Mithran is spot on as usual. The RNG behavior is actually changed my play style and I’ve found the cascades quite exploitable. I rarely take a four match anymore.
I had a good laugh as I was re-reading your comments before bed.
This part had me busting. I cannot count the number of times I said to myself watching FT get ready… “Oh I’m totally safe there’s only 4 Greens on the board”… only to find myself dead 30 seconds later and grabbing the calculator to work out the odds of every single gem clumping together in a nearly perfect square + 1
I mean I’m exaggerating for effect but as Kurt Angle would say “Oh it’s true - it’s damn true!”
It was just to show how things can work for both sides. I’m fully aware of the builds that cause particular problems and of using different troops but I was using a particular team and was trying it against everything to see how it faired. I also struggle to notice things with the new ui, it’s just such a poorly conceived mess and visually, well… It’s just not fit for purpose.
Honestly the UI is so awful I just don’t know what to say any more.

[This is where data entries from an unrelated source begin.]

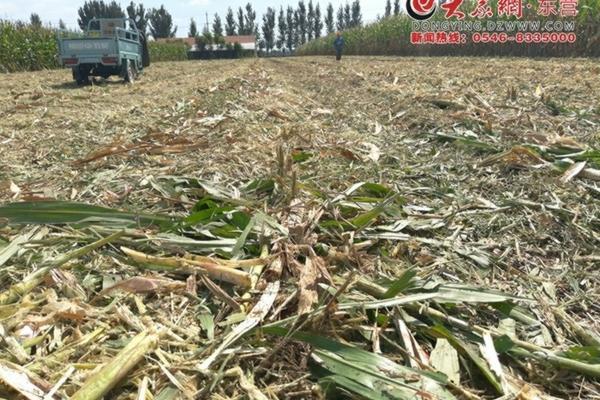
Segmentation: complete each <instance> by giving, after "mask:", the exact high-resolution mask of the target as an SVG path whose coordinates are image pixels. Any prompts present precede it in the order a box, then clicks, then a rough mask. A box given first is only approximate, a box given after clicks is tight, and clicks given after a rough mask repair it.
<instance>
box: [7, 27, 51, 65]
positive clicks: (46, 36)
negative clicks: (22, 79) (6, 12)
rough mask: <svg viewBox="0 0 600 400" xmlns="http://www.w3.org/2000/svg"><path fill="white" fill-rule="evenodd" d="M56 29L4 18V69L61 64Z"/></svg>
mask: <svg viewBox="0 0 600 400" xmlns="http://www.w3.org/2000/svg"><path fill="white" fill-rule="evenodd" d="M57 52H58V46H57V43H56V35H55V32H54V30H52V29H49V28H44V27H36V26H32V25H25V24H23V23H20V22H11V21H4V20H0V72H16V71H34V70H38V69H49V68H57V67H58V60H57V58H56V55H57Z"/></svg>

I would love to be hired on as a consultant. My analysis and report on the current UI would be probably 40-60 pages long, and I cannot imagine a conclusion which would come to anything other than compete teardown/rebuild. The metaphor needs to be completely reworked and it has to stop looking and behaving like a skinned Enterprise application. But the time for feedback is over, since they didn’t even show it to us until the opportunity to change it was long gone. We have to live with this piece of shit.

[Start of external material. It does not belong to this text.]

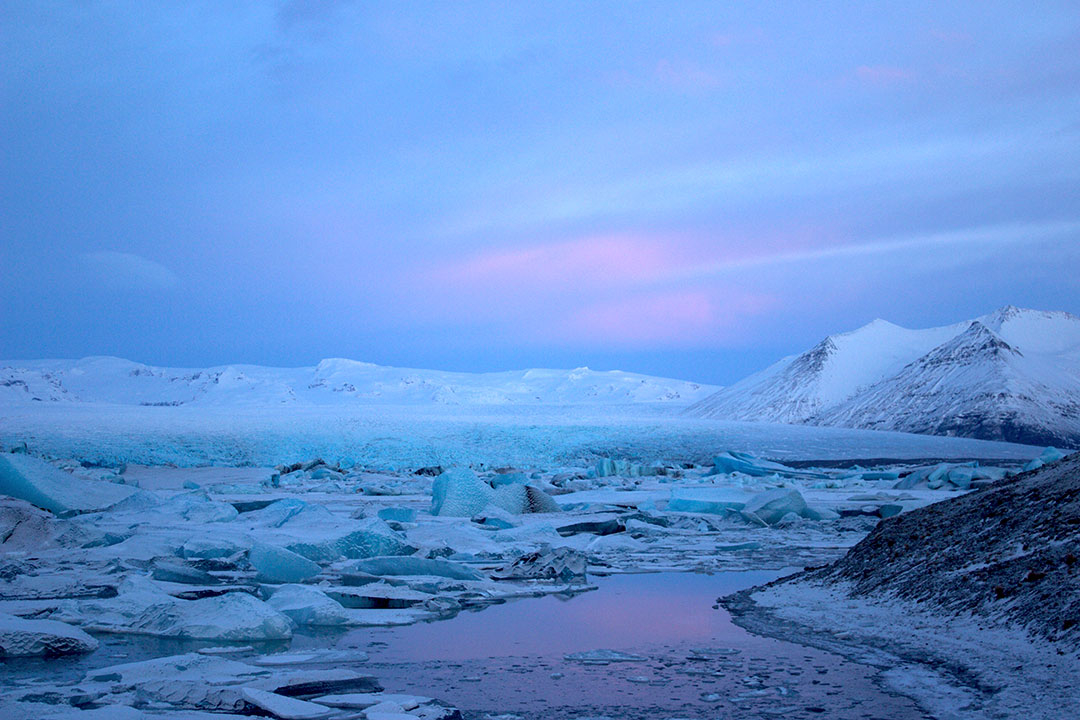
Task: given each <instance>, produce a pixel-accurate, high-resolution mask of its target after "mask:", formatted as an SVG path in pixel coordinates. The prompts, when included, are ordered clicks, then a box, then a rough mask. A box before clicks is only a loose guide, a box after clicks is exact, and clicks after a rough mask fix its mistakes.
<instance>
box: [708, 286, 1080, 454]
mask: <svg viewBox="0 0 1080 720" xmlns="http://www.w3.org/2000/svg"><path fill="white" fill-rule="evenodd" d="M687 412H688V413H690V415H696V416H699V417H708V418H723V419H727V420H750V421H767V422H787V423H807V424H819V425H839V426H845V427H864V429H873V430H896V431H904V432H913V433H923V434H934V435H962V436H969V437H978V438H984V439H1005V440H1011V441H1018V443H1030V444H1036V445H1061V446H1066V447H1077V446H1080V317H1076V316H1075V315H1070V314H1069V313H1064V312H1041V311H1035V310H1022V309H1018V308H1012V307H1008V308H1002V309H1001V310H998V311H996V312H994V313H990V314H989V315H984V316H983V317H978V318H975V320H974V321H969V322H964V323H958V324H956V325H948V326H945V327H937V328H929V329H923V330H909V329H906V328H903V327H899V326H896V325H892V324H891V323H887V322H885V321H874V322H873V323H870V324H869V325H866V326H864V327H862V328H860V329H858V330H854V331H852V332H846V334H843V335H836V336H831V337H828V338H825V340H823V341H822V342H820V343H819V344H818V345H815V347H814V348H812V349H811V350H809V351H807V352H805V353H802V354H801V355H793V356H791V357H785V358H784V359H782V361H780V362H778V363H775V364H774V365H772V366H771V367H769V368H766V369H765V370H762V371H760V372H758V373H755V375H753V376H751V377H748V378H746V379H744V380H742V381H740V382H738V383H735V384H733V385H731V386H729V388H725V389H723V390H720V391H718V392H717V393H715V394H714V395H711V396H710V397H706V398H705V399H703V400H701V402H699V403H696V404H694V405H692V406H690V407H689V408H688V409H687Z"/></svg>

And I know there is a lot of confusion about what a UI is. It is a User Inferface and it is NOT the graphics despite what other people say, although what graphics are skinned on after are VERY important. I spent 20 years making professional games so I guess I might know. A UI is how a user interfaces with the program and vice versa. How information is grouped and presented, how inputs are collected and processed, how tasks are structured, how outputs are presented. How accessibility issues are anticipated and therefore prevented. How happy paths are presented to achieve the most common interaction chains. Oh god I could go on, but I’m not going to because I’m not getting paid for this. The UI is a disaster in almost every single area.
It’s vogue now to call it “UX” for “User eXperience”. That helps highlight it’s not just looking pretty, but careful thought around your workflows and user interactions. More people get the sense of that, “UI” sort of got appropriated to mean “graphical presentation”.
It feels like for every first turn I take, the AI does one that just cascades into having its team fully on Mana before I can get to my second turn. And if it doesn’t cascade anymore, then 4 gems lay in a way that it can just do that, and continue the cascading pattern.
Also, isn’t it weird how sometimes 3 of a color fall in succession? Instantly continuing the pattern?
Because everyone has different tolerances for random volatility, and everyone has different hyperbolics. Where others have, “No drops go my way and the CPU gets mega chains, grrr CHEATING,” you have, “This clearly-OP troop just gained 1 mana cost and lost 5% Devour chance, tier!”
Mine are about the existential horror that is living inside the new UI, but I’m keeping it to myself now and just playing a lot less than I used to.
Some people remember bad things better and these are the majority of human beings while minority forgets bad things right away and only remembers good things. In the place where I come from, we call the latter “happy fools”. Sorry, did not mean to troll, it is intended as a joke.